Blogger, Caroline Farrow has discussed the effects of Osborne’s proposals on families and also on whether it is likely to impact abortions.  She writes from a Catholic perspective, but there is plenty that is relevant in it to any reader, especially the first reply.

Just for political balance, there are a couple of excellent pieces I’ve read relating to Labour and the Liberal Democrat’s conferences.  David Keen at Opinionated Vicar writes about Ed Miliband’s curious talk of his faith, although given that he’s an atheist it’s somewhat hard to work out what he has faith in.  Well worth reading.  Also CARE have written on the debate and passing of a motion at the Lib Dem conference backing the legalisation of ‘medically assisted dying’.  Definitely not the best decision taken by them.

And with that we reach the end of this conference broadcast.
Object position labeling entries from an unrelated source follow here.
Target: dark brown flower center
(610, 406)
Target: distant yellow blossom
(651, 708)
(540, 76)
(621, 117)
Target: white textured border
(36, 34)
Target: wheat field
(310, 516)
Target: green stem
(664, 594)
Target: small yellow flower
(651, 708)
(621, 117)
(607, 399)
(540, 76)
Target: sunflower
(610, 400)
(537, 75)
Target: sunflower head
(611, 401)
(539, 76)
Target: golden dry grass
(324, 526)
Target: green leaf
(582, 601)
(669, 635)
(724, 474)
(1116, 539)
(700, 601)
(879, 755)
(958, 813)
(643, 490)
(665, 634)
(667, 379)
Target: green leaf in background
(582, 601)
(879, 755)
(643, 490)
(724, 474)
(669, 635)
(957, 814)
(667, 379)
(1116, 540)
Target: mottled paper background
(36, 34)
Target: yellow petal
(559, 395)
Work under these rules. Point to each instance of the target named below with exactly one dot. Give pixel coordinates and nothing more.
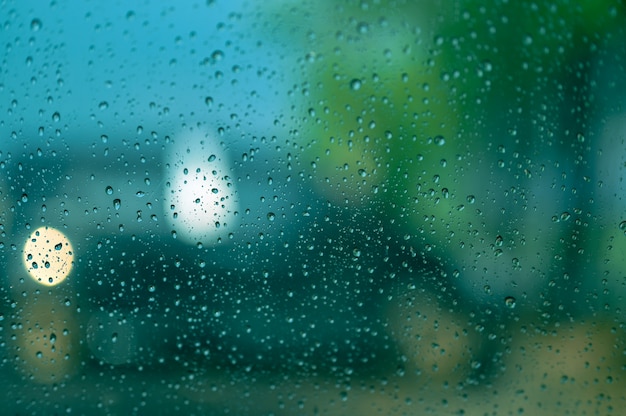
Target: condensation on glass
(374, 207)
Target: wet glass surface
(278, 208)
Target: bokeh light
(48, 256)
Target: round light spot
(48, 256)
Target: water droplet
(217, 55)
(509, 302)
(355, 84)
(35, 25)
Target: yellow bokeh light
(48, 256)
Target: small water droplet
(509, 302)
(355, 84)
(35, 25)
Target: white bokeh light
(48, 256)
(200, 196)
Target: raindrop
(355, 84)
(35, 25)
(509, 302)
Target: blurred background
(278, 208)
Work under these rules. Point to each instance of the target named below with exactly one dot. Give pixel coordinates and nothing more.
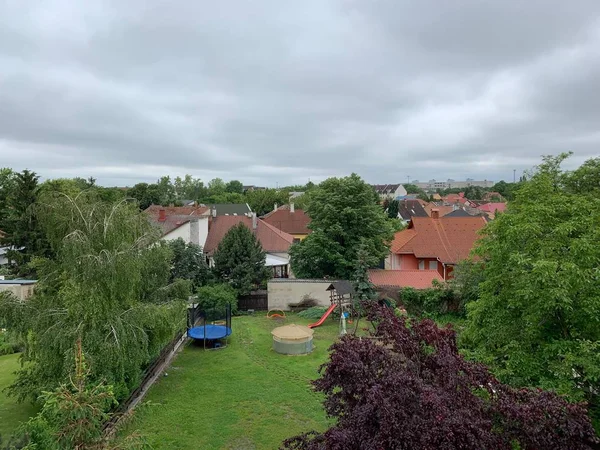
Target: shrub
(316, 312)
(408, 387)
(217, 296)
(441, 299)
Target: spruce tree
(240, 260)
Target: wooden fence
(150, 375)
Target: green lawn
(244, 396)
(11, 412)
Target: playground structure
(341, 294)
(210, 326)
(292, 339)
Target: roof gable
(271, 239)
(449, 239)
(231, 209)
(287, 221)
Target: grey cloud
(277, 92)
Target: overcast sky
(279, 92)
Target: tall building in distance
(433, 185)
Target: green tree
(537, 320)
(23, 231)
(189, 263)
(240, 260)
(107, 283)
(216, 186)
(263, 201)
(73, 414)
(190, 188)
(393, 207)
(344, 214)
(235, 187)
(586, 179)
(217, 296)
(146, 194)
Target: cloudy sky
(279, 91)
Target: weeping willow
(108, 285)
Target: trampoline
(209, 331)
(209, 326)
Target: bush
(8, 345)
(440, 299)
(217, 296)
(316, 312)
(407, 386)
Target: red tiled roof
(443, 209)
(449, 239)
(492, 207)
(271, 239)
(290, 222)
(418, 279)
(175, 216)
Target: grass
(11, 412)
(245, 396)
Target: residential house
(290, 220)
(492, 208)
(493, 197)
(230, 209)
(274, 242)
(434, 243)
(22, 289)
(251, 188)
(407, 209)
(396, 279)
(433, 185)
(458, 199)
(389, 191)
(189, 223)
(3, 251)
(443, 210)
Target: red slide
(325, 316)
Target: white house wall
(184, 232)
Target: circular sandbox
(292, 339)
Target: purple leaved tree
(407, 387)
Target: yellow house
(289, 220)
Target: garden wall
(283, 292)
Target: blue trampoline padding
(212, 332)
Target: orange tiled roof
(289, 222)
(271, 239)
(449, 239)
(418, 279)
(443, 209)
(492, 207)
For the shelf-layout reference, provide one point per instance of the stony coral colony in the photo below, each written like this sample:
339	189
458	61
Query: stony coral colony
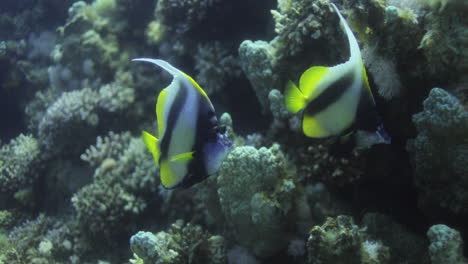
77	184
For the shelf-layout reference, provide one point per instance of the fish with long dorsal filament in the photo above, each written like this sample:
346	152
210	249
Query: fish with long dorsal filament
337	100
190	144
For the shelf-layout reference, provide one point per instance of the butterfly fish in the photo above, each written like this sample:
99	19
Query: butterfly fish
336	100
190	145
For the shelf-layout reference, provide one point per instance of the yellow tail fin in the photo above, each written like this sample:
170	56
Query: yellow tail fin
152	144
294	98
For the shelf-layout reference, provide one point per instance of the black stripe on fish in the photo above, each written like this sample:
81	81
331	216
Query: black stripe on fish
331	94
367	117
179	101
206	132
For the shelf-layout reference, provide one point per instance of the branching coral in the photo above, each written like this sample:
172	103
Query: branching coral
72	112
440	153
182	243
446	39
446	245
338	240
17	160
214	66
123	179
256	187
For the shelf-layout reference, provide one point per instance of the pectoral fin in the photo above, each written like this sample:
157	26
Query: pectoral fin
293	97
183	157
151	143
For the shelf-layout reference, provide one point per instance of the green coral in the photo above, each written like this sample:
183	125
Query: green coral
17	160
440	153
339	240
446	245
181	244
124	178
256	186
445	43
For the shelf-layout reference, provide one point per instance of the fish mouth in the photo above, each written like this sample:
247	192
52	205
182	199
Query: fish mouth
383	135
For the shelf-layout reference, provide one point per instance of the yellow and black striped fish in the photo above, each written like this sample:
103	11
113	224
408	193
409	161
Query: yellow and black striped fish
336	100
190	145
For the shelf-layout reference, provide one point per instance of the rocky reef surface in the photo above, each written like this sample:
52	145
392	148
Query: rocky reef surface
78	186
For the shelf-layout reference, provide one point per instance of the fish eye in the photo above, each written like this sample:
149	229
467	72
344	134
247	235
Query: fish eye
221	129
Categories: Children & families, Marriage, Party politics

Tags: , , , , , , ,

3 replies

  1. I don’t think the claim that “gay people under the Nazis suffered as much as Jews did” is very strong. According to wikipedia (http://en.wikipedia.org/wiki/Persecution_of_homosexuals_in_Nazi_Germany_and_the_Holocaust) about 100,000 gay men were arrested, and a fraction of those were sent to the camps and died. There were laws against homosexuality, but according to The Pink Swastika – admittedly controversial but borne out by that number – the Nazi anti-gay laws were only invoked when other reasons led those in power to want to get rid of someone. Jews of course were exterminated for nothing more than being Jewish.

  2. We can say that there is a totalitarian seed in the liberal view around Euthanasia,Abortion and same sex marriage with opponents regularly being called bigots, homophobes,right wing etc with low level persecution being experienced in employment and in public and political bodies with attempts to stifle forums for debate. But please, lets not go down the gaystapo Nazi route in retaliation. We should be calling for open debate, freedom of speech and conscience not using one liners (however clever and amusing ) because it just sounds insulting and is counter productive. We must understand that many Gay people can see no earthly reason why they should not be able to be married. Our aim should be to explain that we self identify with God every bit as passionately as others do with their sexuality. How do we learn to be tolerant and accommodating of one another is the key question ??